Elargissement de l’avenue By Pass : Les populations, victimes de la pollution

L’élargissement de l’avenue By Pass qui va de l’Echangeur de Limete au triangle/Cité Verte continue sans désemparer son petit bonhomme de chemin. Mais, au contraire, les populations bénéficiaires de cette œuvre sont, depuis plusieurs semaines déjà, victimes de la pollution qui ne dit pas son nom. Pollution qui ne peut pas aller sans véhiculer des microbes pathogènes circulant dans l’air, surtout dans nos milieux où l’assainissement pose problème.

 

Pour s’en convaincre, il suffit, si pas de longer le tronçon allant du croisement avec l’avenue Kiyimbi à Lemba ou de se poster quelque part  sur ce tronçon pour conclure que ce que les populations sont en train de vivre est absolument révoltant. Résultat, pour celui qui serait dans l’un de ces deux cas, la poussière rouge partout, même dans les poches, à telle enseigne que tous ces gens, longeant, arrêtés quelque part ou à bord des véhicules dont on n’aurait pas pris soin de fermer les fenêtres passeraient pour des peaux rouges.

A en croire des sources crédibles, le tronçon allant du triangle au croisement des routes allant vers le CNPP et vers Mont-Nfafula avait déjà reçu la couche de macadam. De quelle épaisseur ? Ça, c’est l’autre paire de manches.

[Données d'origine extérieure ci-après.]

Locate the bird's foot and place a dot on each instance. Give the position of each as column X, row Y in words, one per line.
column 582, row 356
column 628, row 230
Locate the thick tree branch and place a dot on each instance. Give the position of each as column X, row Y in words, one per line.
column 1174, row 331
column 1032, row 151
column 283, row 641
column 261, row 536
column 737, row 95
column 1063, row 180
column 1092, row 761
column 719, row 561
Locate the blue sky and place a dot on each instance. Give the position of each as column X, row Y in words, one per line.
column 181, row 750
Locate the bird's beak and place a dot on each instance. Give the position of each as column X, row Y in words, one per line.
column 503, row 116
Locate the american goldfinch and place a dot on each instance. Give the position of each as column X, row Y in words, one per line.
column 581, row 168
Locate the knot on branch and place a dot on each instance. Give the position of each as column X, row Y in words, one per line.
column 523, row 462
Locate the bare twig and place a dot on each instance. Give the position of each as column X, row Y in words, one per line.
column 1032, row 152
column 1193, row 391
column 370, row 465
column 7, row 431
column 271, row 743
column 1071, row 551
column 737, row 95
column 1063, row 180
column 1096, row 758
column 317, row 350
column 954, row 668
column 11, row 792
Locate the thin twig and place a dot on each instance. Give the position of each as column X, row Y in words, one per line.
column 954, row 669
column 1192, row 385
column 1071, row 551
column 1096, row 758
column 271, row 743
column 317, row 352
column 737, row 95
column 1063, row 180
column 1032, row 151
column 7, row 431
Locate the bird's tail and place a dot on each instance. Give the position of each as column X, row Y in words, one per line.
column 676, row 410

Pour revenir au tronçon dont question dans ces colonnes, les populations victimes de la pollution lancent un SOS, non seulement en direction de l’Agence des grands travaux, mais aussi et surtout en direction des gouvernements central et provincial en général et du ministère des infrastructures et travaux public en particulier d’arrêter ce calvaire.

 

Arroser le tronçon

Le meilleur, moyen d’y arriver, serait, de l’avis des observateurs, de déployer des camions citernes aux premières heures du matin (de 4h00 du matin à 6h00) sur ce tronçon, ces camions qui vont déverser leur contenu sur ce tronçon concerné de sorte que, la circulation devenant intense à partir de 6h00, les gens ne tombent plus victimes de cette maudite poussière.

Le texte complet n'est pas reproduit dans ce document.